Speeding up the planning process for rolling out transmission infrastructure seems like a no-brainer for Downing Street, which is aiming to shave three years off the planning cycle for renewable projects, with offshore wind turbines, for example, taking up to seven years to complete under the current planning system.
Going National: Planning reforms essential
National Grid also noted one of the key influences on planning for the country’s green future were National Policy Statements (NPS) – which are used to shape energy developments.
While the government has a new strategy in place, the latest NPS was established under the former Energy and Climate department back in 2010-11.
“It’s very important that NPS is updated and reflects the amount of renewable generation that is required, but also references the network required to connect it – and the current ones don’t do that,” Wilson said.
“They focus on generation; they do not focus on networks.”
National Grid has also made some of its own adjustments to steps to make the development pipeline for energy projects more efficient.
As things stand, proposed new renewable energy projects enter the Transmissions Entry Capacity queue, which are approved on a first come first serve basis, rather than whether they are fully funded and ready to go.
But if projects want to exit the queue, due to issues with funding or planning, they face financial penalties.

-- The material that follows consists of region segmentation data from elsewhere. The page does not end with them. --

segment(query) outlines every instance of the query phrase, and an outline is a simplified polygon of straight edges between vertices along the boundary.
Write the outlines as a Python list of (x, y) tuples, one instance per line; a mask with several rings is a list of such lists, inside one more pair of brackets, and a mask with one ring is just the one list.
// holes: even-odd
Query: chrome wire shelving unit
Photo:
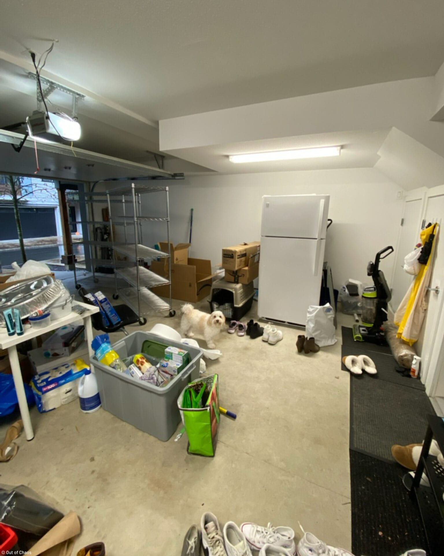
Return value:
[[(141, 195), (145, 193), (163, 192), (165, 194), (165, 216), (147, 216), (142, 214)], [(123, 206), (122, 214), (113, 214), (113, 200), (117, 195), (120, 196), (120, 204)], [(137, 314), (139, 322), (144, 324), (147, 319), (144, 315), (151, 312), (168, 311), (170, 316), (175, 315), (173, 309), (171, 290), (171, 247), (170, 245), (170, 210), (168, 186), (150, 185), (143, 183), (132, 183), (121, 187), (114, 188), (107, 192), (108, 201), (111, 242), (112, 245), (113, 261), (114, 263), (115, 293), (114, 299), (122, 297)], [(127, 210), (130, 204), (132, 210)], [(164, 253), (147, 247), (143, 244), (142, 223), (144, 221), (165, 222), (168, 252)], [(123, 226), (124, 241), (116, 241), (114, 238), (113, 227), (115, 225)], [(130, 236), (132, 241), (129, 241)], [(132, 266), (126, 268), (119, 267), (123, 262), (116, 255), (120, 254), (126, 256), (133, 261)], [(144, 261), (146, 259), (166, 258), (168, 260), (168, 277), (159, 276), (146, 269)], [(118, 277), (122, 278), (130, 287), (119, 289)], [(169, 303), (150, 291), (150, 288), (158, 286), (169, 286)]]

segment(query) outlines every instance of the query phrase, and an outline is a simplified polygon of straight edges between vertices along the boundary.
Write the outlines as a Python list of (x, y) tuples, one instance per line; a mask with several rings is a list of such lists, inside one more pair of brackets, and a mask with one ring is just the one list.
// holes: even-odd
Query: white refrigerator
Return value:
[(305, 326), (319, 304), (330, 195), (262, 200), (258, 316)]

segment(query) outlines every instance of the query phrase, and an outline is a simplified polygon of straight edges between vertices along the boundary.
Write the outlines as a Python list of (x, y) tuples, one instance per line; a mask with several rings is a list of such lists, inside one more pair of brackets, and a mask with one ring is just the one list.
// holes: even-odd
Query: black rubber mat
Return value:
[(398, 556), (410, 548), (427, 553), (419, 510), (402, 484), (406, 472), (350, 450), (352, 552)]
[(356, 346), (359, 345), (361, 350), (361, 353), (367, 355), (370, 353), (387, 353), (391, 355), (391, 350), (390, 346), (379, 346), (376, 344), (372, 344), (371, 342), (355, 342), (353, 339), (353, 330), (348, 326), (342, 327), (342, 345)]
[(392, 461), (392, 445), (422, 442), (435, 411), (425, 392), (367, 378), (350, 380), (350, 448)]
[(347, 355), (367, 355), (376, 365), (377, 374), (369, 375), (364, 371), (362, 375), (352, 375), (350, 374), (354, 380), (387, 380), (387, 382), (393, 383), (395, 384), (401, 384), (402, 386), (408, 386), (410, 388), (416, 388), (417, 390), (425, 390), (424, 385), (419, 379), (412, 379), (410, 375), (406, 376), (403, 374), (397, 373), (396, 369), (398, 368), (398, 364), (392, 355), (384, 353), (363, 353), (360, 345), (342, 346), (341, 356), (341, 369), (343, 371), (349, 371), (342, 363), (342, 358)]

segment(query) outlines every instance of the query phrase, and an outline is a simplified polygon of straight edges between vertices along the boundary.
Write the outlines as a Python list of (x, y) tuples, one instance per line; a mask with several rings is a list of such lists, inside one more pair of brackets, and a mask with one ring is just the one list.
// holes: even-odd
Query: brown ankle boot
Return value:
[(304, 342), (304, 351), (305, 353), (317, 353), (319, 351), (319, 346), (315, 342), (314, 338), (306, 338)]
[(300, 334), (297, 336), (297, 341), (296, 342), (296, 347), (297, 348), (297, 351), (299, 353), (302, 353), (302, 350), (304, 349), (304, 342), (305, 341), (305, 336), (304, 334)]

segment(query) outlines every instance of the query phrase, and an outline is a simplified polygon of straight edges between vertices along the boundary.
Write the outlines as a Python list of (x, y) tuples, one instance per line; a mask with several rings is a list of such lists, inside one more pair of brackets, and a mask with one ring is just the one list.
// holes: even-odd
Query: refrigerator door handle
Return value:
[(315, 250), (315, 262), (313, 266), (313, 276), (317, 276), (317, 267), (319, 266), (319, 251), (321, 247), (321, 240), (316, 240), (316, 249)]
[[(324, 210), (325, 207), (325, 200), (321, 199), (319, 205), (319, 220), (317, 221), (317, 235), (316, 237), (318, 240), (321, 239), (322, 232), (322, 222), (324, 221)], [(316, 247), (316, 249), (317, 247)], [(316, 276), (316, 275), (315, 275)]]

This system has led to viable renewable energy projects being delayed – with nervous project managers in the queue fearing losses if they step aside.
To address this, National Grid has set up a temporary amnesty – providing companies with the ability for people to exit the queue if they feel the project is not going to go ahead without having to suffer financial penalties.
Wilson conceded, however, that the queue process might need some further tweaking in order to get more renewable projects up and running, and connected, quicker.
The Government has been approached for comment.
Monopoly: The Grid’s dominant status
Despite National Grid’s recent reforming zeal, the group is not without its critics.
Octopus Energy’s boss Greg Jackson argued last month National Grid is “not fit for purpose” and was the biggest challenge to building more renewable energy sources.
He argued there should be more options for developers looking to connect their projects to the UK’s energy grid – questioning its monopoly status.
At the Times Earth Business Summit last month, he called on the UK to follow the example of other countries such as India and Brazil with “contestable grids” where connections can be fielded by competing contractors.
Rachel Fletcher, director of regulations and economics at the energy firm, argued that it was simply taking too long for new renewable energy projects to get grid connections.
She said: “If you know best place for your wind farm and the place that people want it – that is good for birds and good for catching wind – if it is on a bit of the network that is already at capacity, then you have to wait a very, very long time to get to get a connection to get to get an upgrade.”
The energy expert also questioned whether National Grid should maintain its monopoly status – with the organisation showing too much reliance on settled ideas at the risk of lacking innovation.
Fletcher said: “For example, putting storage next to a wind farm might be a more effective and cheaper way of dealing with the impact of that wind farm on the grid, than putting more copper in the ground. But the network companies – clues in the name – are hardwired to think about particular solutions.”
She warned there was a risk in defaulting “to the same old same old solutions”, which might not be the most cost effective.
These remarks reflect the daunting challenge ahead for National Grid – which will have to meet such criticisms with actions rather than words, as the UK seeks to transform its entire energy sector.